Do tragicznego wypadku doszło we wtorek (11 kwietnia) na autostradzie A1 pod Łodzią. Ok. godz. 6.30 na 334. kilometrze A1 w kierunku Łodzi i Gdańska - między węzłami Tuszyn i Łódź Południe - 35-letni kierowca busa doprowadził do zderzenia z samochodem ciężarowym, najeżdżając na jego tył. W wyniku odniesionych obrażeń zginął 43-letni mężczyzna.
- Na miejscu policjanci wykonali oględziny miejsca zdarzenia oraz pojazdów biorących w nim udział. Zabezpieczyli ślady i przesłuchali świadków - poinformowała mł. asp. Aneta Kotynia z Komendy Powiatowej Policji Łódź-Wschód. - 40-letni mężczyzna, kierujący samochodem ciężarowym był trzeźwy.

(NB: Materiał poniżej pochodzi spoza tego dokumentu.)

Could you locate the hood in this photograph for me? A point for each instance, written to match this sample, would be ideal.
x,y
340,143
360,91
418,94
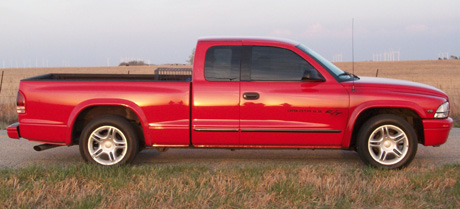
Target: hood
x,y
396,85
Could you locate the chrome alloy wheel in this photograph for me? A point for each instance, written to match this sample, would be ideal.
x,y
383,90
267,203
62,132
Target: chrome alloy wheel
x,y
107,145
388,144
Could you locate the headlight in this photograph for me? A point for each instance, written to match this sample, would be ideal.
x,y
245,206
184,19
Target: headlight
x,y
442,111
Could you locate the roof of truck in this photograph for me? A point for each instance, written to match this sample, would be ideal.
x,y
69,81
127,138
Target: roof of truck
x,y
247,39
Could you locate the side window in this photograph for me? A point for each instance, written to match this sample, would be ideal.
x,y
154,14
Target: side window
x,y
278,64
222,63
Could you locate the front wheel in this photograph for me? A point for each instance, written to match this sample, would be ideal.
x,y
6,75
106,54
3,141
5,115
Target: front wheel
x,y
109,140
387,141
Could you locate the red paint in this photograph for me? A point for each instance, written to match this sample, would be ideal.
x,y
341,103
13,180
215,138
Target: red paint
x,y
215,114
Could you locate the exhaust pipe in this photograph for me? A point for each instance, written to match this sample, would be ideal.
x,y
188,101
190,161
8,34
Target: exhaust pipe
x,y
42,147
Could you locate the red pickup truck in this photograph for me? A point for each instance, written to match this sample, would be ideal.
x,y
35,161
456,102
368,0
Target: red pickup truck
x,y
244,93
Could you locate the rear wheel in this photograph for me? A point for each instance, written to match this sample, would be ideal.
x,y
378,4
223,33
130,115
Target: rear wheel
x,y
109,140
387,141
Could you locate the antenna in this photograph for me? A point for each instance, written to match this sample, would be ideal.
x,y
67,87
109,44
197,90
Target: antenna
x,y
353,52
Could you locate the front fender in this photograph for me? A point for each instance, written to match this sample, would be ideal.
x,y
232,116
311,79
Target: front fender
x,y
358,110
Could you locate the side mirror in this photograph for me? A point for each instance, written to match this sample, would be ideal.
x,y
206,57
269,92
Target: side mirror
x,y
311,75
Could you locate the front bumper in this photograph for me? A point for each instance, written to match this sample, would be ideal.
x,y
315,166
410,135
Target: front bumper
x,y
436,131
13,131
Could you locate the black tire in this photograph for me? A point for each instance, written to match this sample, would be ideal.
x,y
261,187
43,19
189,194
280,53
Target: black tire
x,y
396,136
109,141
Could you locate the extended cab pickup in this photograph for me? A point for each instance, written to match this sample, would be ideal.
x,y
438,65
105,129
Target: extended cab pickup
x,y
245,93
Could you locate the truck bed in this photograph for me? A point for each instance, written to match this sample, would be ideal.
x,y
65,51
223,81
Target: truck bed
x,y
161,74
163,108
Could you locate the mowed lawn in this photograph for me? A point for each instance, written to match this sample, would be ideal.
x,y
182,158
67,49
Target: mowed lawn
x,y
233,185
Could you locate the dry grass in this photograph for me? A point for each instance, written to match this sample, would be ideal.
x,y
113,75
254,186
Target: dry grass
x,y
442,74
230,186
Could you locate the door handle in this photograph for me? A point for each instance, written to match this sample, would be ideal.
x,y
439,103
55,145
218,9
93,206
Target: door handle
x,y
251,96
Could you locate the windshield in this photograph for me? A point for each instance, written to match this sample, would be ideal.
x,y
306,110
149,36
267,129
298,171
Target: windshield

Dokładne przyczyny i okoliczności wypadku wyjaśniają tuszyńscy policjanci pod nadzorem prokuratora.
Przez kilka godzin autostrada A1 była nieprzejezdna w kierunku Łodzi i Gdańska między węzłami Tuszyn i Łódź Południe. Samochody kierowane były objazdem z węzła Tuszyn na drogę krajową nr 12.
- Ze względu na trwające czynności policja nie zezwalała na wznowienie ruchu w miejscu zdarzenia - poinformował Adam Sztąber z Generalnej Dyrekcji Dróg Krajowych i Autostrad. - Ruch skierowano na dk 12, w związku z czym powstały zator został szybko rozładowany.
Utrudnienia w ruchu na A1 w kierunku Gdańska trwały ponad 7 godzin.